Molloy Frank J, Nguyen Nguyenvu, Mize Marisa, Wright Gavin, St George-Hyslop Cecilia, O'Callaghan Maura, Scanlan Emma, Novick William M
1William Novick Global Cardiac Alliance,Memphis,Tennessee,United States of America.
2Pediatric Cardiac Intensive Care,Banner Children's,Cardon Children's Medical Center,Mesa,Arizona,United States of America.
Cardiol Young. 2017 Dec;27(S6):S47-S54. doi: 10.1017/S104795111700261X.

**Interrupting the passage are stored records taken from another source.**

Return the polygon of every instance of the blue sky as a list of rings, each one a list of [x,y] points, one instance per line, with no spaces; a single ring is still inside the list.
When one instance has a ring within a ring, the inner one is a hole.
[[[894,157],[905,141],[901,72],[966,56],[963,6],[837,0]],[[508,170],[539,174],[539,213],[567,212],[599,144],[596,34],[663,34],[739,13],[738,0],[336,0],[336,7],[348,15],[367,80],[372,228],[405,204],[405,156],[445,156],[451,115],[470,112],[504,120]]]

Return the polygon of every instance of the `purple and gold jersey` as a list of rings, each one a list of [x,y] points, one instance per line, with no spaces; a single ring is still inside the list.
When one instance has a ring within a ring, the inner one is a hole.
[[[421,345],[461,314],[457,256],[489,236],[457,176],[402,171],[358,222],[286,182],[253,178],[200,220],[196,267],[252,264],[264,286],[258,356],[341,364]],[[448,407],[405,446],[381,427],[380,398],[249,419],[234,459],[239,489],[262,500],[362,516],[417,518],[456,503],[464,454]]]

This review will outline the role of visiting cardiac surgical teams in low- and middle-income countries drawing on the collective experience of the authors in a wide range of locations. Requests for assistance can emerge from local programmes at a beginner or advanced stage. However, in all circumstances, careful pre-trip planning is necessary in conjunction with clinical and non-clinical local partners. The clinical evaluation, surgical procedures, and postoperative care all serve as a template for collaboration and education between the visiting and local teams in every aspect of care. Education focusses on both common and patient-specific issues. Case selection must appropriately balance the clinical priorities, safety, and educational objectives within the time constraints of trip duration. Considerable communication and practical challenges will present, and clinicians may need to make significant adjustments to their usual practice in order to function effectively in a resource-limited, unfamiliar, and multilingual environment. The effectiveness of visiting trips should be measured and constantly evaluated. Local and visiting teams should use data-driven evaluations of measurable outcomes and critical qualitative evaluation to repeatedly re-assess their interim goals. Progress invariably takes several years to achieve the final goal: an autonomous self-governing, self-financed, cardiac programme capable of providing care for children with complex CHD. This outcome is consistent with redundancy for the visiting trips model at the site, although fraternal, professional, and academic links will invariably remain for many years.
本综述将借鉴作者在广泛地区的集体经验,概述心脏外科访问团队在低收入和中等收入国家所发挥的作用。援助请求可能来自处于起步阶段或高级阶段的当地项目。然而,在所有情况下,都需要与临床和非临床的当地合作伙伴一起进行细致的出行前规划。临床评估、外科手术及术后护理,在护理的各个方面都为访问团队与当地团队之间的合作及教育提供了模板。教育聚焦于常见问题和针对患者的特定问题。病例选择必须在行程时长的时间限制内,恰当地平衡临床优先级、安全性及教育目标。将会出现相当多的沟通和实际挑战,临床医生可能需要对其常规做法做出重大调整,以便在资源有限、陌生且多语言的环境中有效开展工作。访问行程的有效性应该得到衡量并持续评估。当地团队和访问团队应利用基于数据的可衡量结果评估以及关键的定性评估,反复重新评估其临时目标。要实现最终目标,即一个能够为患有复杂先天性心脏病的儿童提供护理的自主自治、自筹资金的心脏项目,进展往往需要数年时间。这一结果与该地点访问行程模式的冗余性相符,尽管兄弟般的、专业的及学术的联系无疑会持续多年。